I made a program where the user enters a number, and the program would count up to that number and display how much time it took. However, whenever I enter letters or decimals (i.e. 0.5), I would get a error. Here is the full error message:
Traceback (most recent call last):
File "C:\Documents and Settings\Username\Desktop\test6.py", line 5, in <module>
z = int(z)
ValueError: invalid literal for int() with base 10: 'df'
What can I do to fix this?
Here is the full code:
import time
x = 0
print("This program will count up to a number you choose.")
z = input("Enter a number.\n")
z = int(z)
start_time = time.time()
while x < z:
x = x + 1
print(x)
end_time = time.time()
diff = end_time - start_time
print("That took",(diff),"seconds.")
Please help!
Well, there really a way to 'fix' this, it is behaving as expected -- you can't case a letter to an int, that doesn't really make sense. Your best bet (and this is a pythonic way of doing things), is to simply write a function with a try... except block:
def get_user_number():
i = input("Enter a number.\n")
try:
# This will return the equivalent of calling 'int' directly, but it
# will also allow for floats.
return int(float(i))
except ValueError:
#Tell the user that something went wrong
print("I didn't recognize {0} as a number".format(i))

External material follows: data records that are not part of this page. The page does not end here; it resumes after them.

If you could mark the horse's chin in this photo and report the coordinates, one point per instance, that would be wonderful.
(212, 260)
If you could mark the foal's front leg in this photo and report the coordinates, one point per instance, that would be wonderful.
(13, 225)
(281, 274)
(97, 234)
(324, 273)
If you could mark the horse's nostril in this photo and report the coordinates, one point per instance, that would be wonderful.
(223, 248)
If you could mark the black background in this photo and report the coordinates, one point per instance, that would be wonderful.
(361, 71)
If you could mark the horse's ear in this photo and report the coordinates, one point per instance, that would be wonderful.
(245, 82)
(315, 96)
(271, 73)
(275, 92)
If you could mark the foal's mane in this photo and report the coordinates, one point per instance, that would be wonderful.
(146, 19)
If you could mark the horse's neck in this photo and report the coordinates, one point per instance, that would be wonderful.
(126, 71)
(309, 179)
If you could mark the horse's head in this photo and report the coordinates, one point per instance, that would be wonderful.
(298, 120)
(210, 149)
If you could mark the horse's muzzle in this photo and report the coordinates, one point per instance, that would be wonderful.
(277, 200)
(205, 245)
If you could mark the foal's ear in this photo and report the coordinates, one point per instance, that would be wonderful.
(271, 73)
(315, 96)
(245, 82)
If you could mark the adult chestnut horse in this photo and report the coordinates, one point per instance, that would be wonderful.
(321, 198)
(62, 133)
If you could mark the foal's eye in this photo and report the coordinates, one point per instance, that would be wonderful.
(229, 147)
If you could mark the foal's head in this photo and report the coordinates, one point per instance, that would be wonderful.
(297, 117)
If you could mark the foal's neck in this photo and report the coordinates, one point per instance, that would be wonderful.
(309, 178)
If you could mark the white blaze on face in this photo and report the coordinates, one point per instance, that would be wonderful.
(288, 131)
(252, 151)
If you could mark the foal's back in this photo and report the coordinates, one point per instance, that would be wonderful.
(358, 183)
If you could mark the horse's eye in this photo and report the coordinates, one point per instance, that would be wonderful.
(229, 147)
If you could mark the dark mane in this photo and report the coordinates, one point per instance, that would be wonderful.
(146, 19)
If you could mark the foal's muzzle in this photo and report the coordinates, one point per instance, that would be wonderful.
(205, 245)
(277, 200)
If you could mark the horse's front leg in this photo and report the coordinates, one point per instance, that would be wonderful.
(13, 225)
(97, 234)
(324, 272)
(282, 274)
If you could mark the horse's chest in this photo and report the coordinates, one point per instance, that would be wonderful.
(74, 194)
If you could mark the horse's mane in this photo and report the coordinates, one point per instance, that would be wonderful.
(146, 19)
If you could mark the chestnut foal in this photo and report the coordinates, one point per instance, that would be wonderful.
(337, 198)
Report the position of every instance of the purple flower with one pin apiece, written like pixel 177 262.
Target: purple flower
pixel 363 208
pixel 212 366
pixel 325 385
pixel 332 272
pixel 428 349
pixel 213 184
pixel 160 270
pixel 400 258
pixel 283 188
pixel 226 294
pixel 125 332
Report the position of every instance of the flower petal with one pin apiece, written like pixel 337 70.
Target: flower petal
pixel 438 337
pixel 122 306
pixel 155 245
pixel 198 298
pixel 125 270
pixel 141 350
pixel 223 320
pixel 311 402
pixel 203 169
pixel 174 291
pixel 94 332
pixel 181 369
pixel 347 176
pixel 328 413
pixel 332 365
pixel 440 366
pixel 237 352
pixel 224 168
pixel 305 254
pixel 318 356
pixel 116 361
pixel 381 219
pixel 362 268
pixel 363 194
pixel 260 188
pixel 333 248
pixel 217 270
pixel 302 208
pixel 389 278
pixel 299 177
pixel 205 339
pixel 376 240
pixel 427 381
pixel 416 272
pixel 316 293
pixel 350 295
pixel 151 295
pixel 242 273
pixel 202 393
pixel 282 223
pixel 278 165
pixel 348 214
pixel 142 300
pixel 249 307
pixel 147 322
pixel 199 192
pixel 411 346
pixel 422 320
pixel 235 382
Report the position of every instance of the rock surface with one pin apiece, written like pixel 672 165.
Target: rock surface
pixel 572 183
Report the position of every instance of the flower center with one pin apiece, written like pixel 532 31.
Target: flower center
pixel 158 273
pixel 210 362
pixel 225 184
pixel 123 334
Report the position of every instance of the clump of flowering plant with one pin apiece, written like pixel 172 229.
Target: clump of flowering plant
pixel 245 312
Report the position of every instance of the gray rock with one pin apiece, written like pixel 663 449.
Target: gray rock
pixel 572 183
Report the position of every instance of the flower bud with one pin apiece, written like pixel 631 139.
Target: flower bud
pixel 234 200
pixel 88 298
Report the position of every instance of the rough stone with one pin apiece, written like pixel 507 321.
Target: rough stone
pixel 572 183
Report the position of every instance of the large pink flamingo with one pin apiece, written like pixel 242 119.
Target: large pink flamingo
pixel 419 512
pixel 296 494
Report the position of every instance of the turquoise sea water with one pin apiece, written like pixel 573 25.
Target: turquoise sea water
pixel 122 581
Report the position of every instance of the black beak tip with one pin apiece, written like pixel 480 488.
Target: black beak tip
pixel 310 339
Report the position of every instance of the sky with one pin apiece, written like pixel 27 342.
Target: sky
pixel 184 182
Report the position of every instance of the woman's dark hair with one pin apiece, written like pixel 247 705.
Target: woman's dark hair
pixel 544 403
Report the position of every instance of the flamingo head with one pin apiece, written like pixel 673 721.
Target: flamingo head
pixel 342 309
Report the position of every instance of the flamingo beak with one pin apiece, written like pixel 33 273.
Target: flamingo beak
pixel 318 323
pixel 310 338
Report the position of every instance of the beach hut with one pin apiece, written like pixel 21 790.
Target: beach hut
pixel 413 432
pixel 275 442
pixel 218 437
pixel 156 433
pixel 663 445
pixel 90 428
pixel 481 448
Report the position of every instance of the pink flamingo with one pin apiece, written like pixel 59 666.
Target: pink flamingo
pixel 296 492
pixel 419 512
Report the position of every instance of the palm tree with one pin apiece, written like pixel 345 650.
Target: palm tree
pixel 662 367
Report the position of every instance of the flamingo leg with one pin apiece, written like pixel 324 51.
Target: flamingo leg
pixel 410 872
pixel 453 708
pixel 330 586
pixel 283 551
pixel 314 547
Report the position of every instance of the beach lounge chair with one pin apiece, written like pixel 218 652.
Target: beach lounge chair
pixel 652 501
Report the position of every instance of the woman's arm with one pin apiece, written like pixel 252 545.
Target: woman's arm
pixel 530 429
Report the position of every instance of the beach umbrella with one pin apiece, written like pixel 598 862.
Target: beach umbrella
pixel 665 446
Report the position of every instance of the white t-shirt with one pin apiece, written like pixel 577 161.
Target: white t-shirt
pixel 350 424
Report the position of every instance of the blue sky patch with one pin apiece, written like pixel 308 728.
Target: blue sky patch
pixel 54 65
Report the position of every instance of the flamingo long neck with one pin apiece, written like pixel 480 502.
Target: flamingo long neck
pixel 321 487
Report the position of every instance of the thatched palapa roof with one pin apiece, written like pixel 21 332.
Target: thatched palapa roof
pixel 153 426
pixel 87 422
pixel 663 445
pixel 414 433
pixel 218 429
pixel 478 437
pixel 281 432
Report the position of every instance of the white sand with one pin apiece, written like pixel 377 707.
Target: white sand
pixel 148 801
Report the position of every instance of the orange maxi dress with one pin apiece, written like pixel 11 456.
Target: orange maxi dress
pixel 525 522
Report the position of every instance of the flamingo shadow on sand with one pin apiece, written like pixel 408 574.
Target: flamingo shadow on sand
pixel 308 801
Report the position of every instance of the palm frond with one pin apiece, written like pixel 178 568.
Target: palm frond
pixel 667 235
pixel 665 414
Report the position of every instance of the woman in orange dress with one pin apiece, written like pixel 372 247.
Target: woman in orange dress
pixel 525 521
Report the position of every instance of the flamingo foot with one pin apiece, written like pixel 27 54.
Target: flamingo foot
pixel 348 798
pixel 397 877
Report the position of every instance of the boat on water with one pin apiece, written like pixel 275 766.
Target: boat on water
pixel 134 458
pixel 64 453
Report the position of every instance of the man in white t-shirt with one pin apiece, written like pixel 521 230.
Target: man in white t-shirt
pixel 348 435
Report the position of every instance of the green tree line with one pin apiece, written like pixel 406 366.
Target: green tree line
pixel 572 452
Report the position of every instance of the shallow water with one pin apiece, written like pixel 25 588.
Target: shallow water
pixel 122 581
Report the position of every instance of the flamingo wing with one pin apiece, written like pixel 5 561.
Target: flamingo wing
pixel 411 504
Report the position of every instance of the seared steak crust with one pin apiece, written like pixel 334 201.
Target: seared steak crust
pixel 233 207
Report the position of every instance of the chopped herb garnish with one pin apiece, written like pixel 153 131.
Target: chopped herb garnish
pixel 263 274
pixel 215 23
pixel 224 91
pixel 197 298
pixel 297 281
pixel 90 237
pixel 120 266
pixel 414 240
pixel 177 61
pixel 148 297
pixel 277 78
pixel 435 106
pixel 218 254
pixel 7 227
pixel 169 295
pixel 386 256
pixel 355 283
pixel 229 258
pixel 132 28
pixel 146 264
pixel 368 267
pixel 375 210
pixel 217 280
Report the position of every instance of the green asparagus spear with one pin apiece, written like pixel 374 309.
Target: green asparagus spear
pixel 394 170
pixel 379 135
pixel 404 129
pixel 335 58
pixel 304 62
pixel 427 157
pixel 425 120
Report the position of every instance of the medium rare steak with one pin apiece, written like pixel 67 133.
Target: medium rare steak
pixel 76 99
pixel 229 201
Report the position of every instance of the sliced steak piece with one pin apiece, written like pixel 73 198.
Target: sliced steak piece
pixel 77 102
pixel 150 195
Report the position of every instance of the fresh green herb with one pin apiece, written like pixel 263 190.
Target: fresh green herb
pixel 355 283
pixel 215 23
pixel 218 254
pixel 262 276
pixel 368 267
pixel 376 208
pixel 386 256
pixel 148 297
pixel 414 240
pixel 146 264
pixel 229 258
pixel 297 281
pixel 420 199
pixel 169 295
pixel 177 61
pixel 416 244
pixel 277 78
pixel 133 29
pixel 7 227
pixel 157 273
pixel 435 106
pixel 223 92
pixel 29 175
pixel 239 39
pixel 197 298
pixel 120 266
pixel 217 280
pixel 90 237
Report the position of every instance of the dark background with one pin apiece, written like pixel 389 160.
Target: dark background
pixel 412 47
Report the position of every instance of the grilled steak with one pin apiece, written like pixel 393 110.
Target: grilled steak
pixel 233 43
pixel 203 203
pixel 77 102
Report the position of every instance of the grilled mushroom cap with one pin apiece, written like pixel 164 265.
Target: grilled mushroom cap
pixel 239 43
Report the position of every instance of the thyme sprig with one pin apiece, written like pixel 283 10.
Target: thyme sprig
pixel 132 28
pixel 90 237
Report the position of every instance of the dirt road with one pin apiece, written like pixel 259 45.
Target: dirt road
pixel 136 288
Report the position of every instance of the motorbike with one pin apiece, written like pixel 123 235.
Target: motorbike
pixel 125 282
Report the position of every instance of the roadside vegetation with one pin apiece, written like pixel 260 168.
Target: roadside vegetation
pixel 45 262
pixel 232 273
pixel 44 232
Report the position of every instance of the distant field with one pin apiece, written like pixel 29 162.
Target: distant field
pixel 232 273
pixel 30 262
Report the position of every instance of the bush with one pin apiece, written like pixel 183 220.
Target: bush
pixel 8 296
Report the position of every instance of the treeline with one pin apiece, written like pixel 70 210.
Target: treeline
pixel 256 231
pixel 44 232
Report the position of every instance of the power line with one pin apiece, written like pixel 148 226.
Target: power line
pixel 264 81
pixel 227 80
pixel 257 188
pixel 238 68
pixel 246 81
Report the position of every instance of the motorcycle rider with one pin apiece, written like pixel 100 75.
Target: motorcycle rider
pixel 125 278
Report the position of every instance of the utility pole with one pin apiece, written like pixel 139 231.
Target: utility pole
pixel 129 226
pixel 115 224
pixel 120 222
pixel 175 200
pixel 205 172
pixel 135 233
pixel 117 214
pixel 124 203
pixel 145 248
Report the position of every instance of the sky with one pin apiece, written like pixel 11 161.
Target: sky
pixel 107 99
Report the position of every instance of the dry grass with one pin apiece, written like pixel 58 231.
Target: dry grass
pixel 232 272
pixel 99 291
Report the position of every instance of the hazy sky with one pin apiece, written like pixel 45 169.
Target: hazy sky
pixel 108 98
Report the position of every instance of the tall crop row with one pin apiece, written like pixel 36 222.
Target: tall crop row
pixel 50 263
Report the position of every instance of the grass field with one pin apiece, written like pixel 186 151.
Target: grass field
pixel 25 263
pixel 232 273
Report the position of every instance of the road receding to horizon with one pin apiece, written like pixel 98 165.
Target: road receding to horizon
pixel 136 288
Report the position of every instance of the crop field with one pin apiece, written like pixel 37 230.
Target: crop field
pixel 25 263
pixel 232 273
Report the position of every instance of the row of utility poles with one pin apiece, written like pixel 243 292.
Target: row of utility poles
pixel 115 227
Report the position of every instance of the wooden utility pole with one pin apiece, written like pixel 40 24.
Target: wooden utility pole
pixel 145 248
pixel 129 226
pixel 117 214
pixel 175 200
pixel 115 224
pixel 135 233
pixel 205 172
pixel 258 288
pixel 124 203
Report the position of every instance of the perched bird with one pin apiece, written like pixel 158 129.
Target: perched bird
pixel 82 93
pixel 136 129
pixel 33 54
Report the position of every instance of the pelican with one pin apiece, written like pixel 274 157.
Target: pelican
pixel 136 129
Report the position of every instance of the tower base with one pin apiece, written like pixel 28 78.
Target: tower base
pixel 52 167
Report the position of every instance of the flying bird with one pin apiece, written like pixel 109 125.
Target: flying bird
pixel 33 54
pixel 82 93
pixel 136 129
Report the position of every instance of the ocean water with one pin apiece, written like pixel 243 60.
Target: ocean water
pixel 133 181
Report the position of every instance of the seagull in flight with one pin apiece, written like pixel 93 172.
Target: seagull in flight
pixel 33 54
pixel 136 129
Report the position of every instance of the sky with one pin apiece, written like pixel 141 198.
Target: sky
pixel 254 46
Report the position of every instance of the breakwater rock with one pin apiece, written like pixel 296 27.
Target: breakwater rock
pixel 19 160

#recursion until you get a real number
return get_user_number()
You would then replace these lines:
z = input("Enter a number.\n")
z = int(z)
with
z = get_user_number()
Try checking
if string.isdigit(z):
And then executing the rest of the code if it is a digit.
Because you count up in intervals of one, staying with int() should be good, as you don't need a decimal.
EDIT: If you'd like to catch an exception instead as wooble suggests below, here's the code for that:
try:
int(z)
do something
except ValueError:
do something else